- Spanish: Amores locos
- Directed by: Beda Docampo Feijóo
- Written by: Beda Docampo Feijóo
- Starring: Eduard Fernández; Irene Visedo; Carlos Hipólito; Marisa Paredes; Cuca Escribano; Marta Belaustegui;
- Cinematography: Juanmi Azpiroz
- Edited by: Irene Blecua
- Music by: Juan Bardem
- Production companies: Nix Films AIE; Ángel Durández Adeva; Nada Music; Iroko Films; Quiéreme Producciones;
- Distributed by: Wanda Visión
- Release dates: 20 March 2009 (Málaga); 19 February 2010 (Spain);
- Country: Spain
- Language: Spanish

= Mad Love (2009 film) =

Mad Love (Amores locos) is a 2009 drama film directed and written by Beda Docampo Feijóo.
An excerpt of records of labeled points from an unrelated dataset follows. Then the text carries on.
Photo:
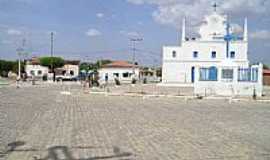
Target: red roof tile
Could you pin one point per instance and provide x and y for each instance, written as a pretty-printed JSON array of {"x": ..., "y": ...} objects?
[
  {"x": 266, "y": 71},
  {"x": 119, "y": 64}
]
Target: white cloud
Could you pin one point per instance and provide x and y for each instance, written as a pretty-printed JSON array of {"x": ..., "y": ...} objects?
[
  {"x": 236, "y": 28},
  {"x": 262, "y": 34},
  {"x": 14, "y": 32},
  {"x": 100, "y": 15},
  {"x": 171, "y": 12},
  {"x": 93, "y": 32},
  {"x": 131, "y": 34}
]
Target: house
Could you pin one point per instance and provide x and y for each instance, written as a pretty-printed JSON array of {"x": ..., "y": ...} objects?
[
  {"x": 266, "y": 77},
  {"x": 70, "y": 70},
  {"x": 33, "y": 68},
  {"x": 216, "y": 62},
  {"x": 122, "y": 70}
]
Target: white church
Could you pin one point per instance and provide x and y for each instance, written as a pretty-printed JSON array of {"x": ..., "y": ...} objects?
[{"x": 216, "y": 62}]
It stars Irene Visedo and Eduard Fernández.

== Plot==
The plot follows the story of a room attendant at the Prado Museum (Julia) who becomes infatuated with a visitor (Enrique), whom she identifies as being the character represented along her in a 17th-century Flemish painting exhibited at the museum. Enrique, a psychiatrist, decides to turn Julia into his patient.

== Production ==
The film is a Nix Films AIE, Ángel Durández Adeva, Nada Music, Iroko Films and Quiéreme Producciones production.

== Release ==
The film was presented at the 12th Málaga Film Festival in April 2009. It was released theatrically in Spain on 19 February 2010.

== Reception ==
Jonathan Holland of Variety assessed that, in the film, "a preposterous premise is skillfully crafted into enjoyable, stately romance".

Irene Crespo of Cinemanía rated the film 2 out of 5 stars, lamenting "a priori interesting" idea/film "that ends up lost between psychoanalysis sessions and scientific explanations about post-traumatic trauma".